Basically the entire coverage of the thousands of reporters and 'experts' and pundits and talk-shows, written, aural and online, have been devoted to this phenomenon as though it were normal, just a hiccup in the slow march of democracy. Everything will be fine before bedtime but now isn't it exciting, isn't it incredible, aren't we living through interesting times.
A bad analogy would be the thoughts of a tarantula watching itself slowly being devoured by a venomous wasp that has had its nervous system dismantled at the start of the process.
This editorial comes out on the week that Alternet has written an equally scathing critique of the probably permanent damage that has happened to the US. Rather than altering the mentality of the whole country in one fell swoop (which would be impossible), Trump has, hour after hour, day after day, week after week changed the mood of the country.

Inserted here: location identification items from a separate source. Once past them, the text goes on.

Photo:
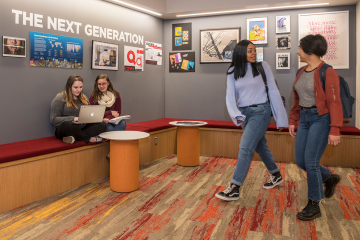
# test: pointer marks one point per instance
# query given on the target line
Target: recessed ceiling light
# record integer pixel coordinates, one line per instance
(133, 6)
(253, 9)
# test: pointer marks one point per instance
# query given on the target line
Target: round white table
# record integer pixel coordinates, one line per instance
(124, 159)
(188, 142)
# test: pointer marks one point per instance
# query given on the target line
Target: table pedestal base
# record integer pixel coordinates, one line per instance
(124, 165)
(188, 146)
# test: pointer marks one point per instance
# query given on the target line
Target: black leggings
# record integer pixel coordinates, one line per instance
(84, 134)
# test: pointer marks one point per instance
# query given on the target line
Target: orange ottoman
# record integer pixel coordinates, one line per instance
(124, 159)
(188, 142)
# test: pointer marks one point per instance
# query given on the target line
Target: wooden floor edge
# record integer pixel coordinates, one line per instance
(49, 155)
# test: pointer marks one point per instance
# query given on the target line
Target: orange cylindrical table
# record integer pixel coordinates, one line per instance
(124, 159)
(188, 142)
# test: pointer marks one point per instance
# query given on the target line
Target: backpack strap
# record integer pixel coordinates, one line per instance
(263, 75)
(297, 73)
(322, 73)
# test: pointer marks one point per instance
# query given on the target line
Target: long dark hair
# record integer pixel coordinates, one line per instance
(239, 61)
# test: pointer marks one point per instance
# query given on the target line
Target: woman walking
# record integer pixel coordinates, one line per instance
(321, 116)
(250, 103)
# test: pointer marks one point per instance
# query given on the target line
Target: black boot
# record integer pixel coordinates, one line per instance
(231, 193)
(330, 185)
(310, 212)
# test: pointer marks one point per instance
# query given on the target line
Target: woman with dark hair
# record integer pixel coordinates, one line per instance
(320, 114)
(249, 103)
(65, 110)
(105, 94)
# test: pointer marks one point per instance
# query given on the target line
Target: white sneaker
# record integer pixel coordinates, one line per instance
(69, 139)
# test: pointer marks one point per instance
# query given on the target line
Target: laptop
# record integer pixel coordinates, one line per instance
(91, 114)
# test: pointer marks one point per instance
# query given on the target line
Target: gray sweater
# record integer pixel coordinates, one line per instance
(60, 112)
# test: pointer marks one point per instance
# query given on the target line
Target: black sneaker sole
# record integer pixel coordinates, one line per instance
(308, 219)
(270, 187)
(226, 198)
(333, 189)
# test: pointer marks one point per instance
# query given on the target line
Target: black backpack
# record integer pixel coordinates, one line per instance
(347, 101)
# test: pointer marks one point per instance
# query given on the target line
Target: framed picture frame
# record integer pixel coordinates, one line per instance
(181, 62)
(283, 60)
(334, 26)
(257, 30)
(14, 47)
(105, 56)
(259, 54)
(283, 24)
(181, 36)
(282, 42)
(217, 45)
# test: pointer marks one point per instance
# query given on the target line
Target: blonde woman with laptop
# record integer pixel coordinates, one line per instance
(64, 114)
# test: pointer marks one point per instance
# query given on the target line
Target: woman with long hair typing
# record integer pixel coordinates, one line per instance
(65, 110)
(250, 103)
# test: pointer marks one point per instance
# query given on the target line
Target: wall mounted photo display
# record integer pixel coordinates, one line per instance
(105, 56)
(259, 54)
(283, 60)
(181, 36)
(182, 62)
(153, 53)
(257, 30)
(334, 26)
(133, 58)
(283, 24)
(14, 47)
(49, 50)
(217, 45)
(282, 42)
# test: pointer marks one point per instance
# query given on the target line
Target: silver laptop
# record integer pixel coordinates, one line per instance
(91, 114)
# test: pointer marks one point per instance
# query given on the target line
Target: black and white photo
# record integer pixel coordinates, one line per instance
(217, 45)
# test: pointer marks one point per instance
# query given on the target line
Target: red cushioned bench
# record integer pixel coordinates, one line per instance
(31, 148)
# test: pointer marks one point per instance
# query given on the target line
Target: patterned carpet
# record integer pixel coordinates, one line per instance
(176, 202)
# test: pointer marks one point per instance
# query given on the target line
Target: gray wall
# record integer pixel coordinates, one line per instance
(201, 95)
(26, 92)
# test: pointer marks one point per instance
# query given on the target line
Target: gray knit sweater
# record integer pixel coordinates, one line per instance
(60, 112)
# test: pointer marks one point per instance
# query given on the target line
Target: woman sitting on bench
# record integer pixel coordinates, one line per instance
(105, 94)
(64, 114)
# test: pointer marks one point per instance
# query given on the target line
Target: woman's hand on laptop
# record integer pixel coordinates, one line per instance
(115, 113)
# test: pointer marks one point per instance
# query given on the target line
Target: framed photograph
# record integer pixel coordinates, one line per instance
(257, 30)
(153, 53)
(283, 24)
(133, 58)
(282, 42)
(14, 47)
(217, 45)
(334, 26)
(105, 56)
(182, 62)
(181, 36)
(259, 54)
(283, 60)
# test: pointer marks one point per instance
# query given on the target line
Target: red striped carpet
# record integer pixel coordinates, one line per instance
(176, 202)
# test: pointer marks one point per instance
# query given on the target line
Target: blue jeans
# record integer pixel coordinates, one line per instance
(310, 144)
(121, 126)
(253, 139)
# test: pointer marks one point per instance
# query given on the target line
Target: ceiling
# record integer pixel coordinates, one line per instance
(170, 8)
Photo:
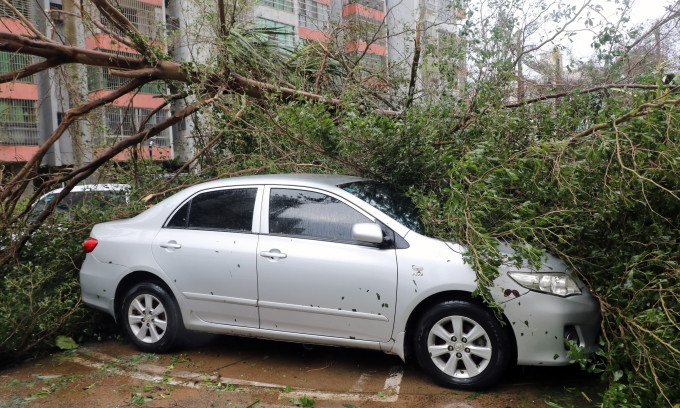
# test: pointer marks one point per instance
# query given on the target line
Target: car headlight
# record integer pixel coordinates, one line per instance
(560, 284)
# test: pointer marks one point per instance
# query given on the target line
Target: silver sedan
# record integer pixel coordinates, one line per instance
(332, 260)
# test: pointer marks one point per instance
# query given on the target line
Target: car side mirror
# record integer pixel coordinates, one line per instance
(367, 232)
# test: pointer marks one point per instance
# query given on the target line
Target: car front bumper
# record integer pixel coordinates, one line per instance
(541, 322)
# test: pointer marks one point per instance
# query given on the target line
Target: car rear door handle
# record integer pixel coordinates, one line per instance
(171, 245)
(273, 255)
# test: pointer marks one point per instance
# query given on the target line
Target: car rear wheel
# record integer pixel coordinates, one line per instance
(462, 345)
(151, 317)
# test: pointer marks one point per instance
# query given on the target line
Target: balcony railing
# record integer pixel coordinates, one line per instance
(372, 4)
(24, 7)
(18, 122)
(11, 62)
(124, 121)
(147, 18)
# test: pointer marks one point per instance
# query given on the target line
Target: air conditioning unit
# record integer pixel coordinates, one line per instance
(56, 15)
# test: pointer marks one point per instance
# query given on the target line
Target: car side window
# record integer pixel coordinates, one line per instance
(217, 210)
(311, 215)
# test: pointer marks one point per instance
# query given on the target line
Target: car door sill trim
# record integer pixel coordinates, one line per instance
(322, 310)
(220, 299)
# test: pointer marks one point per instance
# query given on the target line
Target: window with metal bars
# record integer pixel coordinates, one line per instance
(11, 62)
(101, 79)
(18, 122)
(373, 4)
(285, 5)
(144, 16)
(282, 34)
(24, 7)
(313, 15)
(125, 121)
(366, 29)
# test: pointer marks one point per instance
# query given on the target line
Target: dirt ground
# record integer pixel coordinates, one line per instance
(236, 372)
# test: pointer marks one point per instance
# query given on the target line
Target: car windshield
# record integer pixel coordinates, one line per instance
(387, 200)
(74, 199)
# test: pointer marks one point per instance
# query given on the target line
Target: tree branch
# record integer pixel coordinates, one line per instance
(28, 70)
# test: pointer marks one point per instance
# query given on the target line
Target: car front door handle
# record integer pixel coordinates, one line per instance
(171, 245)
(273, 254)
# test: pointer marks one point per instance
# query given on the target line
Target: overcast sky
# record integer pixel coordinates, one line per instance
(642, 11)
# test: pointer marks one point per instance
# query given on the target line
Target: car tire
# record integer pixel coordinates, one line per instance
(151, 317)
(462, 345)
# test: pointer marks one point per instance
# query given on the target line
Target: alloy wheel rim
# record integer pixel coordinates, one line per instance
(147, 318)
(459, 347)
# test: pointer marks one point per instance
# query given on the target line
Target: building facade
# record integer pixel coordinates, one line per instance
(31, 108)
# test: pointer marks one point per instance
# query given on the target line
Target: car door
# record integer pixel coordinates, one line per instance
(207, 249)
(313, 278)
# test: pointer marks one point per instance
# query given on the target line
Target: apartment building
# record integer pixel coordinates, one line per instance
(377, 33)
(31, 108)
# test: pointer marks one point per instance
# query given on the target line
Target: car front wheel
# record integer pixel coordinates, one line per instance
(462, 345)
(151, 317)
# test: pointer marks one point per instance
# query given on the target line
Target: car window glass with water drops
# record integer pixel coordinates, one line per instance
(387, 200)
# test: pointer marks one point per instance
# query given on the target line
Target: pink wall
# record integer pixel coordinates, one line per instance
(361, 46)
(309, 34)
(362, 11)
(17, 153)
(19, 90)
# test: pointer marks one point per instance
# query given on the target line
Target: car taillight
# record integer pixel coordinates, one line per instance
(89, 245)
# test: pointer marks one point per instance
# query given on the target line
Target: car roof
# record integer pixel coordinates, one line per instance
(306, 179)
(91, 187)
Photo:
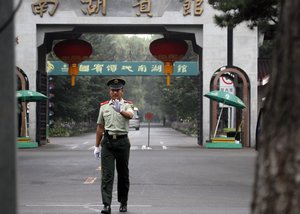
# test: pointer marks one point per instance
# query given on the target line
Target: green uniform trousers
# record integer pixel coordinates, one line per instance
(115, 153)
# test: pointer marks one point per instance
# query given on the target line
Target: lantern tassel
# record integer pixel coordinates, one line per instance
(73, 80)
(168, 79)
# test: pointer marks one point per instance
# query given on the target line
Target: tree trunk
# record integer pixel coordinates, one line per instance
(277, 178)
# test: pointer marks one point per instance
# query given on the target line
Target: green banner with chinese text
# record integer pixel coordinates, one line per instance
(145, 68)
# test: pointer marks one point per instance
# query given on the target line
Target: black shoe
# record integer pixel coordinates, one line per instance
(106, 209)
(123, 208)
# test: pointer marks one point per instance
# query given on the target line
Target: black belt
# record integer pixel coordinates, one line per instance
(116, 137)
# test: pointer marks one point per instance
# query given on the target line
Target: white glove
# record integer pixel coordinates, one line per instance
(117, 106)
(97, 153)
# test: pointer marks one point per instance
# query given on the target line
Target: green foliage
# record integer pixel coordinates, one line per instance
(257, 12)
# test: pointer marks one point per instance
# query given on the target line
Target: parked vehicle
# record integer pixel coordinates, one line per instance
(135, 121)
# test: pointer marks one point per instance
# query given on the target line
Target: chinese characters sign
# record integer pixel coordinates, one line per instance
(123, 68)
(94, 7)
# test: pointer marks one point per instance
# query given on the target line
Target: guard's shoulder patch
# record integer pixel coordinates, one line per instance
(103, 103)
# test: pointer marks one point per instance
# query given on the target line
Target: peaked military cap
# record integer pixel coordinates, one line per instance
(116, 83)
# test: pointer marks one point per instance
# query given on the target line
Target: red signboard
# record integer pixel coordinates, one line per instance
(149, 116)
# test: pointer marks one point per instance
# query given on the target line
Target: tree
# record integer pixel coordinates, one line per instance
(277, 176)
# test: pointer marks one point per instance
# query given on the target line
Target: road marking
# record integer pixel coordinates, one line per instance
(84, 205)
(134, 148)
(90, 180)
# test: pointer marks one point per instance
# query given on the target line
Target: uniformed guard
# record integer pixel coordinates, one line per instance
(112, 130)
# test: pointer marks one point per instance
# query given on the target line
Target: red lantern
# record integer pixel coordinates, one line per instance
(73, 51)
(168, 50)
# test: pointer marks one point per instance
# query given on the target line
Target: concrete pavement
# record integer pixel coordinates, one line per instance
(64, 177)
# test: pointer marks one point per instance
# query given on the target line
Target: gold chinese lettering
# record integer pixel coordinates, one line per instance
(142, 68)
(186, 7)
(112, 68)
(182, 69)
(127, 67)
(98, 68)
(41, 7)
(94, 6)
(156, 68)
(144, 7)
(198, 10)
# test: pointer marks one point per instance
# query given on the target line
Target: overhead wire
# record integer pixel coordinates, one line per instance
(8, 21)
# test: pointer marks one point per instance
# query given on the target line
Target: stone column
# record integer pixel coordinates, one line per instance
(8, 196)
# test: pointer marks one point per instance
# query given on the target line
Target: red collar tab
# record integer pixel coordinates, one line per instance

Like boiling frogs, he has used one outrage after another, half a percentage point after the other, until something rich and strange and disgusting has resulted.
https://www.alternet.org/news-amp-politics/how-democracy-dies
I have been complaining over the last couple of years (very few 'likes', no replies online, no reactions) about the fact that the media has taken it in their stride; every pathetic tweet forensically scrutinized, every outrage tutted over; - all grist to the mill in the constant quest for the latest headlines.
What has happened to Texas or Florida or Puerto Rico? What has happened to the shooting in Las Vegas? Oh, they must be OK because they are last weeks news, and - look - Donald has mis-spelled a word on his new tweet or Melania has designed a bizarre Christmas display or Sarah has told a new lie.
DonViejo
(60,536 posts)News articles about Editorials and Op-Eds are opinion and analysis in and of themself.